Tidak ada jawaban. Bu Turi kembali mengetuk, kali ini sedikit lebih keras. "Nyonya?"
Setelah beberapa detik, pintu kamar perlahan terbuka. Nanda berdiri di ambang pintu, masih mengenakan kebaya pernikahan yang kusut, wajahnya tampak lelah dengan sisa-sisa riasan yang mulai memudar. Matanya sedikit sembap, menunjukkan bahwa malam itu bukanlah malam yang mudah baginya.
"Maaf, Bu Turi," ucap Nanda lirih. "Saya tertidur tanpa mengganti pakaian."
"Tak apa, Nyonya. Saya siapkan air hangat jika ingin mandi," ujar Bu Turi penuh perhatian. "Sarapan juga sudah siap di meja."
Nanda mengangguk pelan. "Terima kasih, Bu Turi."
Setelah mandi dan berganti pakaian sederhana, Nanda duduk di meja makan. Bu Turi menyajikan sarapan dengan telaten. Namun, kursi di seberangnya kosong. Dimas belum pulang, atau mungkin masih tertidur di tempat lain.
Nanda menyendokkan roti panggang ke piringnya, tetapi rasanya hambar di mulutnya. Sarapan pertama di rumah ini terasa sepi, seperti bayangan akan pernikahan yang mulai terasa jauh dari kebahagiaan. Bu Turi memperhatikan Nanda dari dapur, merasakan ada sesuatu yang tidak beres.
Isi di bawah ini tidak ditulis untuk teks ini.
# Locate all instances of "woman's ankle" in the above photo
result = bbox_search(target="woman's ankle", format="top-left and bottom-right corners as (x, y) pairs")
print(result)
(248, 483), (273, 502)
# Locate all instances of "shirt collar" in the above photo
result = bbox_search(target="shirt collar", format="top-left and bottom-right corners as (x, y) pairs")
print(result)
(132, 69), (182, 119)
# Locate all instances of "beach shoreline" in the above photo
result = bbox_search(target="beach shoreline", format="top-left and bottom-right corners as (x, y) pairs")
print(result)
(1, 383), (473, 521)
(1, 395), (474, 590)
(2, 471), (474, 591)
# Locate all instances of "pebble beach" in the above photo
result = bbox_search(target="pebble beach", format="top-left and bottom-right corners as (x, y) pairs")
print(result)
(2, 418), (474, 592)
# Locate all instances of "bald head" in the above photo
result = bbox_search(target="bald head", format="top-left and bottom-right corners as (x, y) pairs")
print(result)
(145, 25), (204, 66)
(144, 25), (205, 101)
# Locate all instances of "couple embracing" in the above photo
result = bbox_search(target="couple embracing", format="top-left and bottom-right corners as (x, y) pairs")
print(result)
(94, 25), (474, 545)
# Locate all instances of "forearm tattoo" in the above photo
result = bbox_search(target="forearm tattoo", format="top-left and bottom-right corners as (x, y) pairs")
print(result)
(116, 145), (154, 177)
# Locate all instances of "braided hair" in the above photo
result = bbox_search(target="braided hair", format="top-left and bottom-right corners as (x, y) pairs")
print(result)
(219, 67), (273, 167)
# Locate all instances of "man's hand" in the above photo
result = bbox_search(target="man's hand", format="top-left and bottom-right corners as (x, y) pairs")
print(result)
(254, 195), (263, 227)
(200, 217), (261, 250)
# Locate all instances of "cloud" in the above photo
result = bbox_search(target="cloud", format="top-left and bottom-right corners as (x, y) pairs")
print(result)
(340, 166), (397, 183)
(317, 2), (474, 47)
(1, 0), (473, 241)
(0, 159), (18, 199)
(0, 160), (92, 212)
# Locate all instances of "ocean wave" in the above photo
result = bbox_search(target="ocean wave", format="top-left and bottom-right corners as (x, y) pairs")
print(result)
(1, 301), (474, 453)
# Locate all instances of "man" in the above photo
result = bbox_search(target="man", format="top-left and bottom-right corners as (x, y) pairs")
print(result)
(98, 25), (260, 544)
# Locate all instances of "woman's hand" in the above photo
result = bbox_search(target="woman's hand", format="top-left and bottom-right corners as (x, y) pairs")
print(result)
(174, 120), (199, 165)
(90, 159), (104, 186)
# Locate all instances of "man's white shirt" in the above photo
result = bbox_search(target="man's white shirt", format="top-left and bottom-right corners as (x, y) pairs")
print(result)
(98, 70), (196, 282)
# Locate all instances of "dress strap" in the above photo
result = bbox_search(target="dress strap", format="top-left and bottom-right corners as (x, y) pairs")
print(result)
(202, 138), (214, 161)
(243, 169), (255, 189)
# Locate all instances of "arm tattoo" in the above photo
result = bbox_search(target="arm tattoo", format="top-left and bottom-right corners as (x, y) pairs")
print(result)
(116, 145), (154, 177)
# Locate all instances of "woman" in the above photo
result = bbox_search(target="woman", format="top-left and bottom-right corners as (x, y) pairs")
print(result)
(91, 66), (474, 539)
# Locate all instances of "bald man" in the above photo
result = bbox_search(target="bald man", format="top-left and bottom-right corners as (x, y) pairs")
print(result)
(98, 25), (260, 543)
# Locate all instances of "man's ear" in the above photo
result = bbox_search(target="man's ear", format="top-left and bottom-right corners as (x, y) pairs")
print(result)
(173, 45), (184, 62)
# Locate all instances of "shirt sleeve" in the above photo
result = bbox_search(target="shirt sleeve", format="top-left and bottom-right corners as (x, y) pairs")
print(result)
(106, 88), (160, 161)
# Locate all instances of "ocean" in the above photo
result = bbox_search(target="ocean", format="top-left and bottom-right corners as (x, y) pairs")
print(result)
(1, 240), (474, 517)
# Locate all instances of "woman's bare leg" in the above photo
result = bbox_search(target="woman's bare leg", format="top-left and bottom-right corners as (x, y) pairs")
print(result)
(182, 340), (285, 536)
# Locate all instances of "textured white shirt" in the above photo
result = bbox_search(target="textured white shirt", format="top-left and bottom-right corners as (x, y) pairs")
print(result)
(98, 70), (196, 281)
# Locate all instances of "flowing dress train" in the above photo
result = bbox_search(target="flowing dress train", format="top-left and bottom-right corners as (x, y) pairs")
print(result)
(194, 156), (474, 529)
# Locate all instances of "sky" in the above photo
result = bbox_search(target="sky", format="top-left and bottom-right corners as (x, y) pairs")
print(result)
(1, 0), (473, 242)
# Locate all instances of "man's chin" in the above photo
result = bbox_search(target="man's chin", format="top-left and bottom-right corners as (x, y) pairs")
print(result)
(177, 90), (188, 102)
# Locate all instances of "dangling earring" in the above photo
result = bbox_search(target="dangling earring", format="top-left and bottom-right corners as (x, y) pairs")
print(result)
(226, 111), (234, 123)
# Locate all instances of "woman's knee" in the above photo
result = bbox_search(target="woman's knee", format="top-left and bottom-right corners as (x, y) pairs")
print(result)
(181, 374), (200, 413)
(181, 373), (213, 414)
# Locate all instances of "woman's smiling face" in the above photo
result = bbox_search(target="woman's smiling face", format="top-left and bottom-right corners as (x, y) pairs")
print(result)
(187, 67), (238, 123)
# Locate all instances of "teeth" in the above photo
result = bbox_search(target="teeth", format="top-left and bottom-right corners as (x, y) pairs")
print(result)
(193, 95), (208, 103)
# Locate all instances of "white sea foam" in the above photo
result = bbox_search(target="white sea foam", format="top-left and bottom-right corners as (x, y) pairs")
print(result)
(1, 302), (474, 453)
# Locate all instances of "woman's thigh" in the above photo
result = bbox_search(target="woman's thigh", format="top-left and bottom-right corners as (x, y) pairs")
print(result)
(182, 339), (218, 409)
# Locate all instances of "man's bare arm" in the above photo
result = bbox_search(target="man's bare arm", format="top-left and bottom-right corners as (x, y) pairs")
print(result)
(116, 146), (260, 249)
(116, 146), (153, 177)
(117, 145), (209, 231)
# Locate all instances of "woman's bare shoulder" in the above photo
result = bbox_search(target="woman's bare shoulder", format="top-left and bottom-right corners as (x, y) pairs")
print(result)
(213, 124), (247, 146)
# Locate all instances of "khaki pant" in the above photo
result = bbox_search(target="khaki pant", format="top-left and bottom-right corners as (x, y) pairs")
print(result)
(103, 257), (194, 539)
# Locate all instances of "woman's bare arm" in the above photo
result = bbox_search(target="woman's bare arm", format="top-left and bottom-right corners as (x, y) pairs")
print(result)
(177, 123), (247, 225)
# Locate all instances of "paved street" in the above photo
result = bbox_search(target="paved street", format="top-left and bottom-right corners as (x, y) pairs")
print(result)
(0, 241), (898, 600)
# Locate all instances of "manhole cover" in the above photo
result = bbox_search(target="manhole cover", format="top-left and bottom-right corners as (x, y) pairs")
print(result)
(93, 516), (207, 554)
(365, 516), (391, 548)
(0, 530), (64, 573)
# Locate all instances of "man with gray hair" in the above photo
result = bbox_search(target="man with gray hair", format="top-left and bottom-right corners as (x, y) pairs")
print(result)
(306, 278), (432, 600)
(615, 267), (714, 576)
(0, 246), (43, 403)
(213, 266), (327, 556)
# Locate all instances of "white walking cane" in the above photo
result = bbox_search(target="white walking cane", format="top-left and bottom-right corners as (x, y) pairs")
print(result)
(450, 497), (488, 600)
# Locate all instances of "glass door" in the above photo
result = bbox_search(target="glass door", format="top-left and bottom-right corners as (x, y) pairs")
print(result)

"Apakah Nyonya baik-baik saja?" tanya Bu Turi hati-hati.
Nanda menatapnya dan tersenyum tipis. "Ya, saya baik-baik saja," jawabnya, meski di dalam hatinya, ia tahu bahwa semuanya baru saja dimulai. Sebuah kehidupan baru yang penuh dengan ketidakpastian dan kesepian.